Sugerencias de servicio
Sirve este pastel directamente del horno, cortado en cuadrados, con un cuenco de nata agria o yogur natural al lado: suavizan muy bien el picante y la sal. Para beber, lo mejor es una cerveza rubia, sidra o limonada casera, sobre todo si estáis viendo un partido por la noche o haciendo un maratón de series. En una fiesta grande, trátalo como la “base” de la mesa: acompáñalo con un bol de ensalada verde con vinagreta para equilibrar los sabores más pesados del queso.
Ingredientes
- patatas - 900 g
- bacon - 200 g
- queso amarillo rallado - 200 g
- nata agria - 150 ml
- mayonesa - 2 cucharadas
- ajo - 2 dientes
- cebollino picado - 3 cucharadas
- pimentón picante - 0.5 cucharaditas
- aceite - 2 cucharadas
- sal
- pimienta negra molida
Preparación
- Precalienta el horno a 200°C (calor arriba y abajo). Unta ligeramente con aceite una fuente grande y plana para horno o una bandeja.

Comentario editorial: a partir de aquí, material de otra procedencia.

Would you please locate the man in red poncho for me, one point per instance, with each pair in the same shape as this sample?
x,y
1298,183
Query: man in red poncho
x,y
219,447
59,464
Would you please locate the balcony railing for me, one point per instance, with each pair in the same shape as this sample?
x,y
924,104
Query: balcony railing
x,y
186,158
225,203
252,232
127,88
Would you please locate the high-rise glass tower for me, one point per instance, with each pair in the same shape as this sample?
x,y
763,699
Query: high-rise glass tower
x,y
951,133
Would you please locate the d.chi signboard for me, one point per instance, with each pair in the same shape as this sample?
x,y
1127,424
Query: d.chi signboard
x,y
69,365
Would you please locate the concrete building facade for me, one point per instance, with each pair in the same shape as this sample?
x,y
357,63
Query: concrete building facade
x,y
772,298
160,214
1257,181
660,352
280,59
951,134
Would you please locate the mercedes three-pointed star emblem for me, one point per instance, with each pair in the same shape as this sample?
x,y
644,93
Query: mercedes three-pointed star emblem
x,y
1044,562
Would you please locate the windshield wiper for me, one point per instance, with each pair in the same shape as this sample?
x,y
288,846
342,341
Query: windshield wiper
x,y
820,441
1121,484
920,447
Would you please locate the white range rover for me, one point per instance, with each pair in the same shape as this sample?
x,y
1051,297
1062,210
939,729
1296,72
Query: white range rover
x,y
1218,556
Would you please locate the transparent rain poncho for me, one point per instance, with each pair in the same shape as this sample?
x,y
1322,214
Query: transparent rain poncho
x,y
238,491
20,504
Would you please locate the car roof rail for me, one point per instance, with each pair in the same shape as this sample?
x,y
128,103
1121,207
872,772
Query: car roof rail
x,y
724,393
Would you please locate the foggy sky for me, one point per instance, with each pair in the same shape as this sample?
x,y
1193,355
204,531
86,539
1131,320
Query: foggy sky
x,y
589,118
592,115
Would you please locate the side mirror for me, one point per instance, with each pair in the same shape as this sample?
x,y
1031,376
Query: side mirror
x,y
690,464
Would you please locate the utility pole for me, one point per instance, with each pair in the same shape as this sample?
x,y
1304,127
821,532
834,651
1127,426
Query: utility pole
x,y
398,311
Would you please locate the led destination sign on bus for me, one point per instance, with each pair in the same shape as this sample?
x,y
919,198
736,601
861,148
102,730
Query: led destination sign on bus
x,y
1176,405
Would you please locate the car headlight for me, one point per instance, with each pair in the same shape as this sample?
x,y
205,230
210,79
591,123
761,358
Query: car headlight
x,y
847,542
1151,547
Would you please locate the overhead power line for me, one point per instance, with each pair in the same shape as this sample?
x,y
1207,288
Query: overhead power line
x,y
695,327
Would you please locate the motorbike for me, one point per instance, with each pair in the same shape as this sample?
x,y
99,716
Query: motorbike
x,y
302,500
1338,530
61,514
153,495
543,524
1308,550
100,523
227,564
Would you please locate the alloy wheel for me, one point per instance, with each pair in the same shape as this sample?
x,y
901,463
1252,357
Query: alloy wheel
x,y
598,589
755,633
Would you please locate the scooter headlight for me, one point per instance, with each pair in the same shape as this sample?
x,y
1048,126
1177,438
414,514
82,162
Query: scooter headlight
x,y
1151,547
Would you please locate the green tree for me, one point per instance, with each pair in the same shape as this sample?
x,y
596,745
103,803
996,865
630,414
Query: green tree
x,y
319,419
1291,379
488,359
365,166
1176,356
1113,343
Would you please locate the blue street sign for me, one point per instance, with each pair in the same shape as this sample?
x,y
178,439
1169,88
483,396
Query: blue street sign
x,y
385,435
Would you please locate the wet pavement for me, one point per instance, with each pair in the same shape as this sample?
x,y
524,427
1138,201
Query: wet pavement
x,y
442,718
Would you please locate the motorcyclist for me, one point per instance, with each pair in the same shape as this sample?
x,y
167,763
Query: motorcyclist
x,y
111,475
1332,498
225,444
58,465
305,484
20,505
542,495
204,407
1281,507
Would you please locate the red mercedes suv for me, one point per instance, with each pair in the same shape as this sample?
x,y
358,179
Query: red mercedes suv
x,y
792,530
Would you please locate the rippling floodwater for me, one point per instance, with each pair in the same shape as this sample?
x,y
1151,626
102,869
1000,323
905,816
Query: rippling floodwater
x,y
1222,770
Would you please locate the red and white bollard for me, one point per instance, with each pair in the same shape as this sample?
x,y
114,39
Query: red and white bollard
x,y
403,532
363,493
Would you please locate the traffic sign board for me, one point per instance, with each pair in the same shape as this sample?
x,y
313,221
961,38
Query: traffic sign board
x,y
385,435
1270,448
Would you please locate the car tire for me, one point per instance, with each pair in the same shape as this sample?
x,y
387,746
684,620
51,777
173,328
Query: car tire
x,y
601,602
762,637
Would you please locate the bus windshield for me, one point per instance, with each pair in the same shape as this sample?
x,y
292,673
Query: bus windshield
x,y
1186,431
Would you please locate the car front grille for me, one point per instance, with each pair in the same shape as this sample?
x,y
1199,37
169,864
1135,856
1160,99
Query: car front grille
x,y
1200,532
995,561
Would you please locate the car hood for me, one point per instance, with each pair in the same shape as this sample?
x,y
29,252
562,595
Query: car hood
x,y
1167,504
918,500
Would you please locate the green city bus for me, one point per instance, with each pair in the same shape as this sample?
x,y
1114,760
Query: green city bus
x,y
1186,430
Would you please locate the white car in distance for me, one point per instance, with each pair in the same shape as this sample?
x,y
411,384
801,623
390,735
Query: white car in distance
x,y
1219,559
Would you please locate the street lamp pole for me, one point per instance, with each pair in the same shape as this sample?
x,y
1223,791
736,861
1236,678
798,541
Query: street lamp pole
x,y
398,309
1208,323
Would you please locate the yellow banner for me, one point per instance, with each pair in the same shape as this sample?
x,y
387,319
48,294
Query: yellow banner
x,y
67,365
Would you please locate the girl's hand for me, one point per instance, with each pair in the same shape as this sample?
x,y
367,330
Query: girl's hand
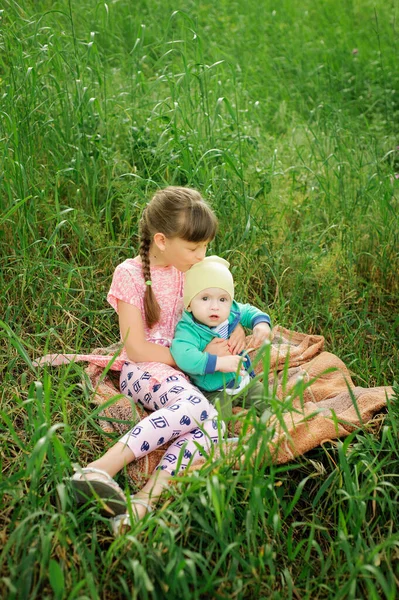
x,y
261,332
229,364
237,340
218,346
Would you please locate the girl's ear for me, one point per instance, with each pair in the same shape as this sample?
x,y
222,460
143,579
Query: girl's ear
x,y
160,240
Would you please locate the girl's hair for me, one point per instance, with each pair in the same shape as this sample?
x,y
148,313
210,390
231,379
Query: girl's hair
x,y
177,212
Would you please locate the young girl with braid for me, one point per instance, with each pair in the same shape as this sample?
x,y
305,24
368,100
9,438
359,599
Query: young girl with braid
x,y
147,294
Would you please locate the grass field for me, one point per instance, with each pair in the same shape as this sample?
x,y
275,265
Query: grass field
x,y
286,116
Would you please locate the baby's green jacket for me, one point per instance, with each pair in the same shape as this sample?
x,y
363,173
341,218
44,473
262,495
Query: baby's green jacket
x,y
192,337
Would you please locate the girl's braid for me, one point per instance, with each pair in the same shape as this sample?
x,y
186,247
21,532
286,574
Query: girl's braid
x,y
151,306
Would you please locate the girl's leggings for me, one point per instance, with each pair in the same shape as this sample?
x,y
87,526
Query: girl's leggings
x,y
181,412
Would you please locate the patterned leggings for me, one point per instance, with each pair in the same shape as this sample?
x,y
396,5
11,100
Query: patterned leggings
x,y
180,411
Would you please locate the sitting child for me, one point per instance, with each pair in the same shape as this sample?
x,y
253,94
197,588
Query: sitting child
x,y
211,311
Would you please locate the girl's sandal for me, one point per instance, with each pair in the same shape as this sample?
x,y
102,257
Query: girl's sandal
x,y
123,522
101,487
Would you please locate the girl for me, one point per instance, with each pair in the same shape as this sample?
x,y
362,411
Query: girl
x,y
147,293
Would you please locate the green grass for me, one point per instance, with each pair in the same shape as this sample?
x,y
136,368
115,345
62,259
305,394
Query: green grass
x,y
286,117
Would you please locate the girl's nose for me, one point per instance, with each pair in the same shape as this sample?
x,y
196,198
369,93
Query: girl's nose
x,y
200,254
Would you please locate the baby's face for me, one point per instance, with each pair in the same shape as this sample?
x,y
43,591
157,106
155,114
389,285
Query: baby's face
x,y
211,306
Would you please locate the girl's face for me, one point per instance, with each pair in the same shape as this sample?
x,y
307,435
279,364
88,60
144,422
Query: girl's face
x,y
179,253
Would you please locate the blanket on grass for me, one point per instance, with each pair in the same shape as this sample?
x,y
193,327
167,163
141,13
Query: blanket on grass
x,y
319,401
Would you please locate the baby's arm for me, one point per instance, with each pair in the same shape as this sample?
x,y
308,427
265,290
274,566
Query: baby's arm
x,y
258,321
138,349
189,358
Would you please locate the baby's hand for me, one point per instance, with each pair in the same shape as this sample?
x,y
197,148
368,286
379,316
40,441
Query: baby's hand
x,y
261,332
228,364
218,346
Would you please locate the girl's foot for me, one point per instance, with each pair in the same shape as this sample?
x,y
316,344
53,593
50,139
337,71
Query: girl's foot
x,y
90,483
124,522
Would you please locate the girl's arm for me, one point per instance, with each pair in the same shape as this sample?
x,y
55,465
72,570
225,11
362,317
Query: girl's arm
x,y
133,336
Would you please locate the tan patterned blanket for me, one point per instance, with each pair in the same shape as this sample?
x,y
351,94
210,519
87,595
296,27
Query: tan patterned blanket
x,y
319,399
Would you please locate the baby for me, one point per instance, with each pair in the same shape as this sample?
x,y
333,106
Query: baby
x,y
211,311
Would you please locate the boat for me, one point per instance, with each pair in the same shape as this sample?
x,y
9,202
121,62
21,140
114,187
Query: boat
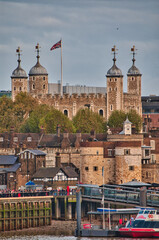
x,y
146,224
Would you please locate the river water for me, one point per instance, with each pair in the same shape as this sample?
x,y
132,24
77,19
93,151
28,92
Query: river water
x,y
48,237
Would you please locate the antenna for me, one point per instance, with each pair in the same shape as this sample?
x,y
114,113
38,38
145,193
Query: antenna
x,y
134,51
37,47
114,51
18,51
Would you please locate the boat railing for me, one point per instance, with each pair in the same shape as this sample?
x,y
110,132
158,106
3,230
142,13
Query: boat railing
x,y
152,198
113,194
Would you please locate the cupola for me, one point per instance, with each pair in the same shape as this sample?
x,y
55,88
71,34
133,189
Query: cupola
x,y
19,72
38,69
114,71
133,71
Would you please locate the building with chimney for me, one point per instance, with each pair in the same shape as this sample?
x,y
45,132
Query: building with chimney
x,y
102,102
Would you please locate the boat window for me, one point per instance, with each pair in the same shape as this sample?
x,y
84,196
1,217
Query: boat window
x,y
157,224
152,224
146,212
141,212
152,212
138,223
146,224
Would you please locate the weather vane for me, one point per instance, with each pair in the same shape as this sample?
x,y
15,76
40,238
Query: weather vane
x,y
37,47
114,50
133,50
19,54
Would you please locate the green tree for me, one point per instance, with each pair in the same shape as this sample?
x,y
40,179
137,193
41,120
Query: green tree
x,y
117,118
32,124
136,119
86,120
54,118
7,119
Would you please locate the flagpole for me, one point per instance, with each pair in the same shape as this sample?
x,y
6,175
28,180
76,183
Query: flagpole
x,y
103,201
61,90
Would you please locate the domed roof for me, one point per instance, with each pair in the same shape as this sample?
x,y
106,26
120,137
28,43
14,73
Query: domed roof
x,y
19,73
133,71
114,71
38,70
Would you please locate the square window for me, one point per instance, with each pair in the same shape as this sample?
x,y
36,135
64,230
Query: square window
x,y
147,153
109,152
15,139
126,151
95,168
131,168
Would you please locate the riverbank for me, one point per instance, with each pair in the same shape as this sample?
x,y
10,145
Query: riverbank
x,y
57,228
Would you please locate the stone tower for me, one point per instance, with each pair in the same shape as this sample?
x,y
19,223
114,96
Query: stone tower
x,y
134,77
38,78
19,78
114,87
134,82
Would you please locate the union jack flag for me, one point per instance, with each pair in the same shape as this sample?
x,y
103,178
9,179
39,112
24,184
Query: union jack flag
x,y
56,45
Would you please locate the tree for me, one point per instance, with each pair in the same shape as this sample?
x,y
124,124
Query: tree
x,y
136,119
7,119
54,118
32,124
117,118
86,120
24,104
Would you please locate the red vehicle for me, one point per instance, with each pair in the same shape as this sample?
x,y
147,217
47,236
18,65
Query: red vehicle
x,y
146,224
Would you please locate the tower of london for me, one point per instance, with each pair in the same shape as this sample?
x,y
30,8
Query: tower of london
x,y
37,84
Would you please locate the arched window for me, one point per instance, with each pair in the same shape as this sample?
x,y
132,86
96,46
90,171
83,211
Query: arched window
x,y
65,112
101,112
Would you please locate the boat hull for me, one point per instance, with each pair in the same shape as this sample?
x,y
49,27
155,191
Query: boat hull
x,y
139,232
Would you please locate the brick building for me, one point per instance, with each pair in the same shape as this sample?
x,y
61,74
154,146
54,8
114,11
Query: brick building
x,y
70,104
123,155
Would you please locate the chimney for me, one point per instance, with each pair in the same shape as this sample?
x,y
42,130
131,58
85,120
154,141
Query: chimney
x,y
78,140
58,130
65,141
58,160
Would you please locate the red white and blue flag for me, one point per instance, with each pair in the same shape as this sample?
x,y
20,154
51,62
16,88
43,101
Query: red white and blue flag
x,y
56,45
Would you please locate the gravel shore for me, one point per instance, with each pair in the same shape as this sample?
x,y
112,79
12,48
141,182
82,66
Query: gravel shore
x,y
57,228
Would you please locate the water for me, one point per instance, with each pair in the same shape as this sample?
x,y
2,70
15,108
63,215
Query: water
x,y
47,237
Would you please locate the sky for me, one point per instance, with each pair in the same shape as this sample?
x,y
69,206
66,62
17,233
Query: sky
x,y
88,29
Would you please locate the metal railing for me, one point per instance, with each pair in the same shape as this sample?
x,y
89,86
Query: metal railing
x,y
125,195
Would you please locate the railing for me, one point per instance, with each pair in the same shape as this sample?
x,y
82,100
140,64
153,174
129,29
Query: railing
x,y
38,193
125,195
117,195
153,198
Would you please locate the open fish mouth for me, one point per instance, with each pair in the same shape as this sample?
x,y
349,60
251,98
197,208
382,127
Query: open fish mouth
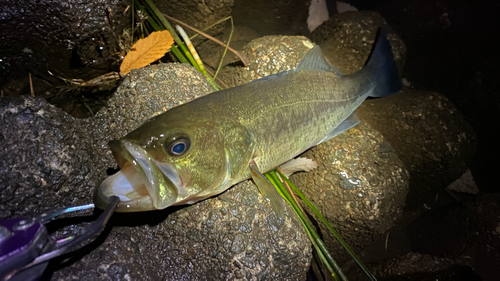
x,y
142,184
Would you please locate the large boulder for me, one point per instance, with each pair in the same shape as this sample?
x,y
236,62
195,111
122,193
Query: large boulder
x,y
360,184
234,235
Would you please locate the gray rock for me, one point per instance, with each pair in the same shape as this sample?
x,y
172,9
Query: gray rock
x,y
227,237
57,34
268,55
143,94
429,135
45,160
231,236
201,14
360,187
416,266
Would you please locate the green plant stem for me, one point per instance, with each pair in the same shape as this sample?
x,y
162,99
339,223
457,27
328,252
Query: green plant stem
x,y
176,37
329,261
196,56
327,224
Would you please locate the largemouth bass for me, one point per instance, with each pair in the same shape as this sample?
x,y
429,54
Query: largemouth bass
x,y
202,148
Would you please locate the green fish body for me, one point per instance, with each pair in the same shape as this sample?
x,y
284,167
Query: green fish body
x,y
201,148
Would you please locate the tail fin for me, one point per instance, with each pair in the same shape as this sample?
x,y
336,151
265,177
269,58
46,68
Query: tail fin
x,y
381,64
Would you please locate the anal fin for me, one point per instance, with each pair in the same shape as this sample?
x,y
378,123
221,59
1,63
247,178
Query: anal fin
x,y
348,123
267,190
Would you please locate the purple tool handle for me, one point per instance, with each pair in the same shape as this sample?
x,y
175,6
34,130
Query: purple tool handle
x,y
21,241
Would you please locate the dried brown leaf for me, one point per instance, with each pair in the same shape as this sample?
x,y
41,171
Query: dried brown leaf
x,y
147,50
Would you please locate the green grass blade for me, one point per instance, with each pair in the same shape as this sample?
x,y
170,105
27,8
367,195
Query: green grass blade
x,y
160,18
328,260
332,230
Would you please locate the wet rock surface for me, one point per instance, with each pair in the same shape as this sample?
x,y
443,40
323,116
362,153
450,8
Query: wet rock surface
x,y
347,39
429,134
268,55
62,36
45,160
360,187
415,266
230,236
143,94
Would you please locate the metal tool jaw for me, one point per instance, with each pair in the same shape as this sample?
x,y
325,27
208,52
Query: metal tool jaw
x,y
26,247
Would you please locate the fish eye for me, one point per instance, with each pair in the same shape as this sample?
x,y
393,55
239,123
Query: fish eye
x,y
178,146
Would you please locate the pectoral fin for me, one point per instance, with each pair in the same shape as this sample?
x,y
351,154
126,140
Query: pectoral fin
x,y
267,190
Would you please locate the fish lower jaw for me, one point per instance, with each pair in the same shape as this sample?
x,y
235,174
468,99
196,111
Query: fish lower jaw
x,y
133,198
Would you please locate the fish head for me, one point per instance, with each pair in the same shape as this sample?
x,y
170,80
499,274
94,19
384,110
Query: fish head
x,y
171,160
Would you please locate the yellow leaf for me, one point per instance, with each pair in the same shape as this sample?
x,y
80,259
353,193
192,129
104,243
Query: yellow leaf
x,y
147,50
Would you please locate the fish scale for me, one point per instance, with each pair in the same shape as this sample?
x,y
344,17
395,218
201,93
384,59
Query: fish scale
x,y
202,148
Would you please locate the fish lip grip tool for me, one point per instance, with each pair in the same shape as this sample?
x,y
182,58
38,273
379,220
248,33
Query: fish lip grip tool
x,y
26,247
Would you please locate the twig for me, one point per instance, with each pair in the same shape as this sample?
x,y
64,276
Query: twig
x,y
88,107
387,240
109,15
217,78
242,57
31,86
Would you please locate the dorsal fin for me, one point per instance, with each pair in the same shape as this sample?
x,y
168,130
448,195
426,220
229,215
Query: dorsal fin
x,y
314,60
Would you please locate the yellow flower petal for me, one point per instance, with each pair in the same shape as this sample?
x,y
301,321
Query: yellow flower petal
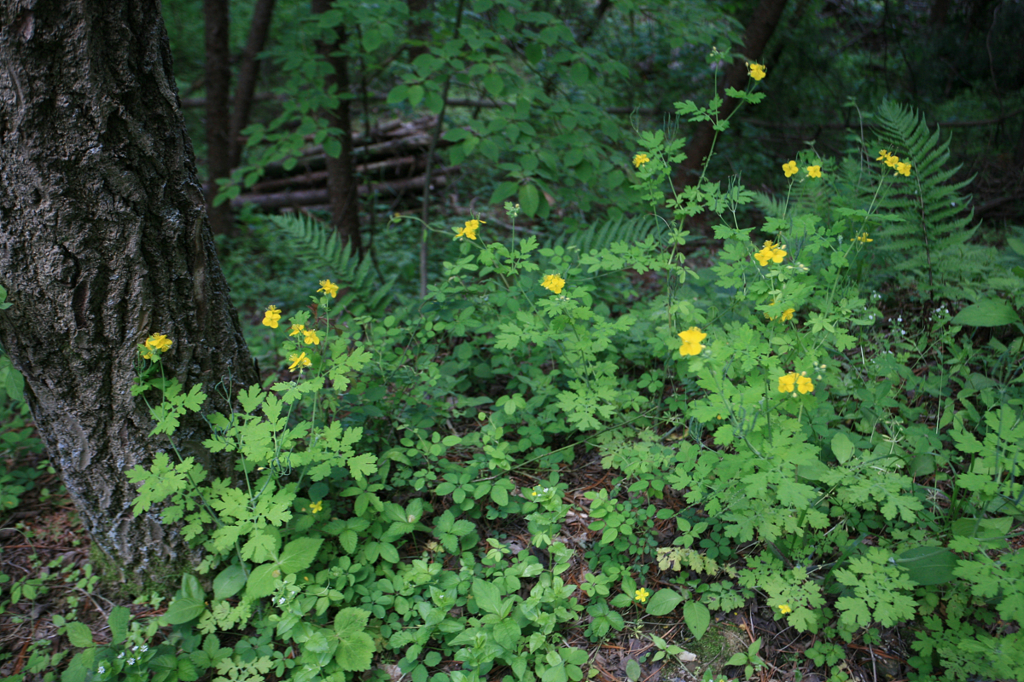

- Pela las patatas y córtalas en rodajas finas de unos 2–3 mm de grosor. Enjuágalas en agua fría y sécalas muy bien con un paño o papel de cocina.
- Pasa las rodajas de patata a un bol, rocíalas con aceite y sazona con sal, pimienta y pimentón picante. Mezcla bien con las manos para que las especias cubran las patatas de forma uniforme.
- Distribuye las patatas en la fuente en una capa lo más uniforme posible; pueden solaparse ligeramente. Mete en el horno precalentado y hornea unos 20 minutos, hasta que empiecen a ablandarse y a dorarse ligeramente por los bordes.
- Mientras tanto, corta el bacon en tiras o trocitos pequeños. Fríelo en una sartén sin grasa añadida durante 4–5 minutos, hasta que esté dorado y crujiente y haya soltado la grasa. Pásalo a un plato cubierto con papel de cocina para eliminar el exceso de grasa.
- Pela el ajo y pícalo muy fino o pásalo por un prensador. En un cuenco mezcla la nata agria, la mayonesa y el ajo, y sazona con una pizca de sal y pimienta.
- Tras 20 minutos de horneado, saca las patatas del horno. Espolvoréalas con la mitad del queso rallado, reparte el bacon frito de forma uniforme y luego distribuye por encima la salsa de nata y ajo a cucharadas, formando pequeños montones irregulares.
- Espolvorea todo con el resto del queso y vuelve a meter en el horno unos 12–15 minutos, hasta que el queso se derrita y se dore bien y las patatas estén tiernas; compruébalo pinchando con un tenedor.
- Al sacar del horno, espolvorea el pastel con el cebollino picado. Deja reposar 5 minutos para que se temple un poco antes de cortarlo en cuadrados.
Conservación
Guarda las sobras tapadas en la nevera hasta 2 días. Recalienta en el horno o en una sartén tapada para que las patatas recuperen algo de su textura crujiente; en el microondas quedarán más blandas pero seguirán sabrosas.